123 À mon avis, il n’est ni clair ni évident que la première étape du critère établi dans les arrêts Anns/Cooper n’est pas respectée. Le demandeur a plaidé des faits suffisants pour établir que le préjudice était raisonnablement prévisible. Les renseignements recueillis par Peoples Trust étaient de nature délicate et ont été recueillis dans le cadre de demandes de services financiers en ligne. On peut soutenir qu’il est raisonnablement prévisible que des préjudices comme le vol d’identité pourraient résulter de la divulgation ou de la non-divulgation de ces renseignements, et encore une fois, Peoples Trust aurait pu raisonnablement le prévoir, compte tenu des diverses politiques et modalités contractuelles qu’elle a élaborées.
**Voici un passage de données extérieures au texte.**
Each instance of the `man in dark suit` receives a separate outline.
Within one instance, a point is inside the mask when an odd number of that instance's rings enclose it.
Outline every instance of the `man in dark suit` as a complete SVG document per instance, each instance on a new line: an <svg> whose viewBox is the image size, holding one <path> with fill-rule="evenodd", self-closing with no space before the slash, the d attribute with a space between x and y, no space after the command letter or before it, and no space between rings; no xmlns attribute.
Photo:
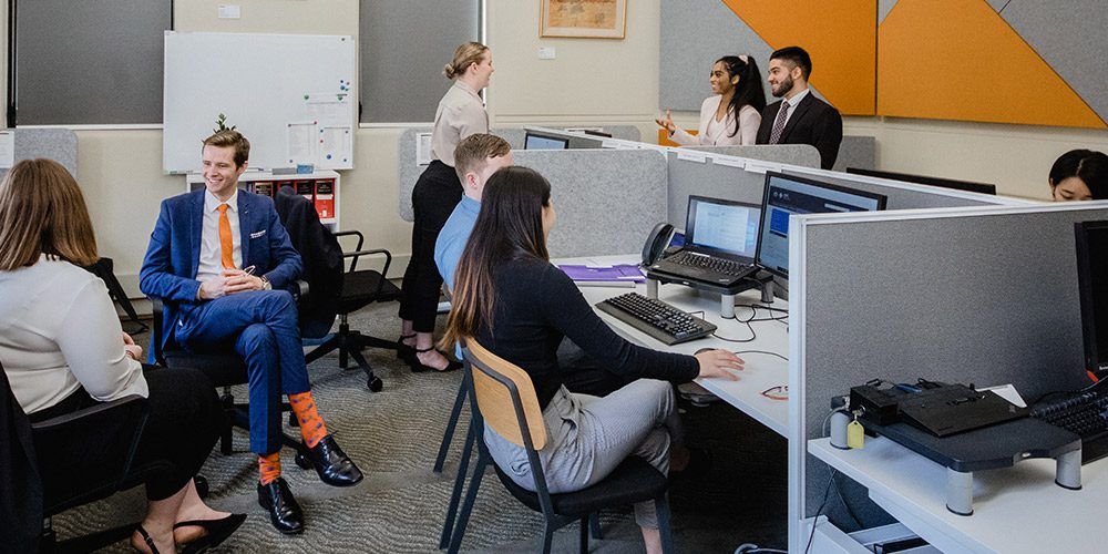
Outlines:
<svg viewBox="0 0 1108 554"><path fill-rule="evenodd" d="M820 167L830 170L842 142L842 116L808 89L812 59L800 47L782 48L769 58L769 84L779 102L762 110L757 144L811 144Z"/></svg>
<svg viewBox="0 0 1108 554"><path fill-rule="evenodd" d="M349 486L361 472L316 410L293 296L301 273L274 203L238 189L250 143L237 131L204 141L203 191L162 202L140 273L140 288L162 298L163 345L187 351L234 348L246 361L250 450L258 454L258 503L286 534L304 531L304 514L280 476L280 397L288 396L320 479ZM154 349L151 348L151 351Z"/></svg>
De plus, le demandeur a plaidé des faits suffisants pour établir une relation étroite et directe entre Peoples Trust et les personnes qui lui ont présenté une demande de services financiers.
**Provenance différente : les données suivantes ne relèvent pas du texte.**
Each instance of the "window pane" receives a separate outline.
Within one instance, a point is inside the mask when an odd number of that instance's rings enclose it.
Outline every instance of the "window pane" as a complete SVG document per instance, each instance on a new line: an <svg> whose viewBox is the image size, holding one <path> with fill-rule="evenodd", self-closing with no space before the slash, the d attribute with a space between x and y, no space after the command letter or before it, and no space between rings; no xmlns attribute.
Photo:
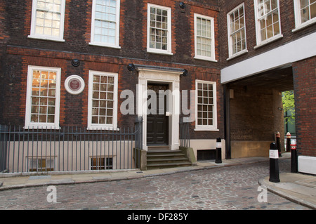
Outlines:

[88] L’arrêt Tucci BCCA a maintenu cet élément de l’analyse, concluant que les allégations de négligence étaient probablement suffisantes en droit pour créer une relation donnant lieu à une obligation de diligence, de sorte qu’il n’était pas clair et évident à l’étape de l’autorisation qu’une demande fondée sur la négligence ne peut être accueillie (au para 51).
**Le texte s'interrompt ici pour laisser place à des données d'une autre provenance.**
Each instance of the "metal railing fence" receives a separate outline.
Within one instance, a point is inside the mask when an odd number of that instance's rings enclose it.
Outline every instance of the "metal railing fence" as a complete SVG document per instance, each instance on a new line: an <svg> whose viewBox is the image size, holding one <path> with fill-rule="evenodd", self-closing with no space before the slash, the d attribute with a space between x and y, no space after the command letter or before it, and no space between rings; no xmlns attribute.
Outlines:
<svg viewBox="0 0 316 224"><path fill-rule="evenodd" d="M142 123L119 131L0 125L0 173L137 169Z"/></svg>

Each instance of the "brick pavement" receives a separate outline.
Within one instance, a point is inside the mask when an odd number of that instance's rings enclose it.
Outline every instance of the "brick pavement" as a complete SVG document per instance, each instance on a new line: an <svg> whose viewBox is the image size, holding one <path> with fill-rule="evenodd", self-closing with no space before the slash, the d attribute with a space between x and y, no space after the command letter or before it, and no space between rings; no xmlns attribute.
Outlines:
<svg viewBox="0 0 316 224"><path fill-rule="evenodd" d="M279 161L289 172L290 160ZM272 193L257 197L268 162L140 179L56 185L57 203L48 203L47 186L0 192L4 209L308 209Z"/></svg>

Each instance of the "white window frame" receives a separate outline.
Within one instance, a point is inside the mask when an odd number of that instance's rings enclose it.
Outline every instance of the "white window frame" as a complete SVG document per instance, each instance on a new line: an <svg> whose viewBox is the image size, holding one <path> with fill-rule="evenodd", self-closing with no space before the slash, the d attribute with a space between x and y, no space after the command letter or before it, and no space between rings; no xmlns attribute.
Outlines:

[89] En l’espèce, le demandeur a fait valoir que les comptes gouvernementaux en ligne des membres du groupe proposé, qui ont été visés par les atteintes à la protection des données, contiennent des renseignements personnels et financiers détaillés, y compris des dossiers financiers, des avis de cotisation, des renseignements bancaires, des renseignements sur le revenu, les handicaps, les enfants, l’état de la relation et les placements, et des renseignements liés à l’assurance-emploi, au statut d’immigrant, au RPC et à la SV. Le demandeur soutient également que la défenderesse a des politiques et des directives en matière de cybersécurité qui servent à imposer des responsabilités à la défenderesse et auxquelles elle n’a pas adhéré. Comme dans l’arrêt Tucci, je conclus qu’il est raisonnablement prévisible que les membres du groupe proposé subiraient les catégories de dommages allégués par le demandeur à la suite des atteintes à la protection des données.

(iii) Proximité

[90] Toujours dans le contexte de la première étape du critère établi dans les arrêts Anns/Cooper, la défenderesse soutient également que le demandeur n’a pas démontré l’existence d’une proximité entre les membres du groupe proposé et la défenderesse, de sorte qu’il serait juste d’imposer une obligation de diligence dans les circonstances de l’espèce. Comme il a été mentionné précédemment, l’arrêt Edwards explique au paragraphe 9 que le point de départ de cette analyse consiste à établir s’il existe des catégories analogues d’affaires où les tribunaux ont reconnu l’existence d’un lien étroit. Le demandeur soutient que l’arrêt Tucci est une affaire de ce type, tout comme M. Untel c. Canada, 2015 CF 916 [Untel], Condon CAF et Obodo v. Trans Union of Canada, Inc, 2021 ONSC 7297 [Obodo]. La défenderesse répond que ce sont toutes des décisions sur des requêtes en autorisation et que, par conséquent, elles ne représentent pas des précédents pour la reconnaissance de la proximité requise et de l’obligation de diligence qui en découle.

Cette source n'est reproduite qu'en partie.